Intel has paid a $100.000 bounty for processor vulnerabilities related to Spectre variant one. The new variants, discovered by security researchers Vladimir Kiriansky and Carl Waldspurger, are dubbed Spectre 1.1 and Spectre 1.2 with the initial one considered the most dangerous of the two. However, the full impact of the vulnerabilities is currently unknown with companies scrambling to test them against their systems. The researchers were rewarded a $100.000 bounty for their findings through Intel’s bug bounty platform.

 

Spectre 1.1 & 1.2

Two new Spectre variants were discovered by security researchers Vladimir Kiriansky and Carl Waldspurger. Dubbed Spectre 1.1 (tracked through CVE-2018-3693) and Spectre 1.2 they are related to variant one of the Spectre vulnerability described here.
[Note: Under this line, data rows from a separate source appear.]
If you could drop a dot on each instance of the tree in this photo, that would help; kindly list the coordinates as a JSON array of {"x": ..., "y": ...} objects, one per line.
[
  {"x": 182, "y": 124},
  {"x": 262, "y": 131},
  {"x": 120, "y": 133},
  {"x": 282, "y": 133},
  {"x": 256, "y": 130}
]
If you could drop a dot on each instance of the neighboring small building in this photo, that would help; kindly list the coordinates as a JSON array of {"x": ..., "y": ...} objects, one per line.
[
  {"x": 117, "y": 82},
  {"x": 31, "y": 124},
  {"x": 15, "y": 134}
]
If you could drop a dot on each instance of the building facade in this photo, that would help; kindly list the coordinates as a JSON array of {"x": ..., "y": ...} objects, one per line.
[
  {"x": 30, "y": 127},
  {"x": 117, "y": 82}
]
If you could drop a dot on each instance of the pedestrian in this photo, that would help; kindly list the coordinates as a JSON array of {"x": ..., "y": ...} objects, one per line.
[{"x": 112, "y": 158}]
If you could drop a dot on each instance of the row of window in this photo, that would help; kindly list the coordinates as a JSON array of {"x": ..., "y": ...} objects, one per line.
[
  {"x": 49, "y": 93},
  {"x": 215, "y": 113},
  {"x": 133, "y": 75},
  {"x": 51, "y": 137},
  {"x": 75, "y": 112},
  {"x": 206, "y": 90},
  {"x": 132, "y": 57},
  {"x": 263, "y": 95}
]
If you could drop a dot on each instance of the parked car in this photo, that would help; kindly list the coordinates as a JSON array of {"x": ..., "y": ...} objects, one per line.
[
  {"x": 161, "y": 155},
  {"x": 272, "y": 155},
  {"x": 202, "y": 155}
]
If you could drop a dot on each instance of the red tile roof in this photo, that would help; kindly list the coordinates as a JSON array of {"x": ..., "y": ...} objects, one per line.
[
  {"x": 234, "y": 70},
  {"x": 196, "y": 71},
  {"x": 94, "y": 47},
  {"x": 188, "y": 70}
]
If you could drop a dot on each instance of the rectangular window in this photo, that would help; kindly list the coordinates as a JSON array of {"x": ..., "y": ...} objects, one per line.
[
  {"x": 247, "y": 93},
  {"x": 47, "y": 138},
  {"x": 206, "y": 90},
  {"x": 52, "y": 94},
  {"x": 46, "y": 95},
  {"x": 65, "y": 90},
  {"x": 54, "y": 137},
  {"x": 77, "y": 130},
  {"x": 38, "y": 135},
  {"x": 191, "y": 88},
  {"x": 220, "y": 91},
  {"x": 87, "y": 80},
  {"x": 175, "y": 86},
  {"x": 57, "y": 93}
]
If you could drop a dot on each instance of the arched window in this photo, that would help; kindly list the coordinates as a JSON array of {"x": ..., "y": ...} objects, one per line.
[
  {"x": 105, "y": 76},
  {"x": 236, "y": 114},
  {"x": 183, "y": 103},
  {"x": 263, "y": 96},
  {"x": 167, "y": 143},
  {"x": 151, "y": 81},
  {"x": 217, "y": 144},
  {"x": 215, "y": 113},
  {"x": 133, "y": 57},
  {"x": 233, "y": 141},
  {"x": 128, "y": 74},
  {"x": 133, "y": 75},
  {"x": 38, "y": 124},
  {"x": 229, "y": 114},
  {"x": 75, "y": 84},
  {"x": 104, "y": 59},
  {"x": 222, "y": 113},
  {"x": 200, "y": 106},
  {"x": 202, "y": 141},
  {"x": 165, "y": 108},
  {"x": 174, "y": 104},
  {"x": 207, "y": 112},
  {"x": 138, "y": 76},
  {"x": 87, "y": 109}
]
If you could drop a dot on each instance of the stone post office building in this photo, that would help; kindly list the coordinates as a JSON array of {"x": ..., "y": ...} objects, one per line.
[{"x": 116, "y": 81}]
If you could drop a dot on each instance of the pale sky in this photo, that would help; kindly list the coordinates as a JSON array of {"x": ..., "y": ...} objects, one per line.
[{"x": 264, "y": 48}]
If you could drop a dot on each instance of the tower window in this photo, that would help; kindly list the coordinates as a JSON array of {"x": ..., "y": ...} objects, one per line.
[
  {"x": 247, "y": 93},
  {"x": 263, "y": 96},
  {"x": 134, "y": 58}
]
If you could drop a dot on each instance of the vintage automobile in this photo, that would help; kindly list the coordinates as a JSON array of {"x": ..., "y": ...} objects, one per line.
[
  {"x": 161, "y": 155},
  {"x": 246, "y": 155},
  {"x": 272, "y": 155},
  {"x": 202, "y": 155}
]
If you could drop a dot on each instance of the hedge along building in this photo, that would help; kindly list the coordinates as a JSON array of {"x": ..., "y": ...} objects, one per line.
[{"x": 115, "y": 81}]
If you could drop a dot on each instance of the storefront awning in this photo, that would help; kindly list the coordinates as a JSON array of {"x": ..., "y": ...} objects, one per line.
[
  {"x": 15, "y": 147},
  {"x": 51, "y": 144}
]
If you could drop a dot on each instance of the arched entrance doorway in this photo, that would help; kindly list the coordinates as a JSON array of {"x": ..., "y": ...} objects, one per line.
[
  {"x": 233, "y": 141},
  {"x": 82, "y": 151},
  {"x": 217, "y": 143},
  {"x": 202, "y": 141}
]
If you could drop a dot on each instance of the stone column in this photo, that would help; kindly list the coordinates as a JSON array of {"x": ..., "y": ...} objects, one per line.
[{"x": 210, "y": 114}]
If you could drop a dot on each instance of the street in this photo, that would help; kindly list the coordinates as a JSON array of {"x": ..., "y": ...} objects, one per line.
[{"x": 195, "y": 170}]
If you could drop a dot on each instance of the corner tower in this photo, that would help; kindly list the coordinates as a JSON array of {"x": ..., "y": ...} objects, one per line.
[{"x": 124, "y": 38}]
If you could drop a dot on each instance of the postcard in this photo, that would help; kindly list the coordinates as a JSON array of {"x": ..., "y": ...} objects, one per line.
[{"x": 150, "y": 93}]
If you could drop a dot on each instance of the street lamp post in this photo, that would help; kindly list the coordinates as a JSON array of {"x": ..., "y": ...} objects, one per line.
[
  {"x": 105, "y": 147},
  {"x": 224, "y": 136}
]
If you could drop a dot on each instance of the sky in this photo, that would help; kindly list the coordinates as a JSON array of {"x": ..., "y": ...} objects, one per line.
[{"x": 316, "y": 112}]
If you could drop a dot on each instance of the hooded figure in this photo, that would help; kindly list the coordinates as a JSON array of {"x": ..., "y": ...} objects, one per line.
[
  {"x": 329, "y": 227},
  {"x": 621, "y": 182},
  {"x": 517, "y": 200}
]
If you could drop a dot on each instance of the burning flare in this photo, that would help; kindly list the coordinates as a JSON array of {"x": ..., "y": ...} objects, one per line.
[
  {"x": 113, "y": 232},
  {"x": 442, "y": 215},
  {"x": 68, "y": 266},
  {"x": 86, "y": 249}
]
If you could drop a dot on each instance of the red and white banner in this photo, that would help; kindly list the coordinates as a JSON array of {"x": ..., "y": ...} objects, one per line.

These vulnerabilities come nearly a month after Google and Microsoft researchers revealed a new Spectre variant, affecting millions of devices.

The findings of Kiriansky and Waldspurger have been released publicly through a research paper titled “Speculative Buffer Overflows: Attacks and Defenfes”. Furthermore, the Spectre variants found are described as follows within.

“We introduce Spectre1.1, a new Spectre-v1 variant that leverages speculative stores to create speculative buffer over-flows … We also present Spectre 1.2 on CPUs that do not enforce read/write protections, speculative stores can overwrite read-only data and code pointers to breach sandboxes.”

What’s the impact?

Several large companies, including Microsoft, Red Hat and Oracle, are now investigating whether the new Spectre variants have any impact on their products. Thankfully the same conditions need to be met in order for infection to occur: An attacker will need privilege to install and execute malicious code on the system. This means that attacks are less likely to occur in a widespread fashion.

Finally, Kiriansky and Waldspurger were rewarded for their findings with $100.000. The sum was revealed on Intel’s bug bounty platform supplied by HackerOne as found here.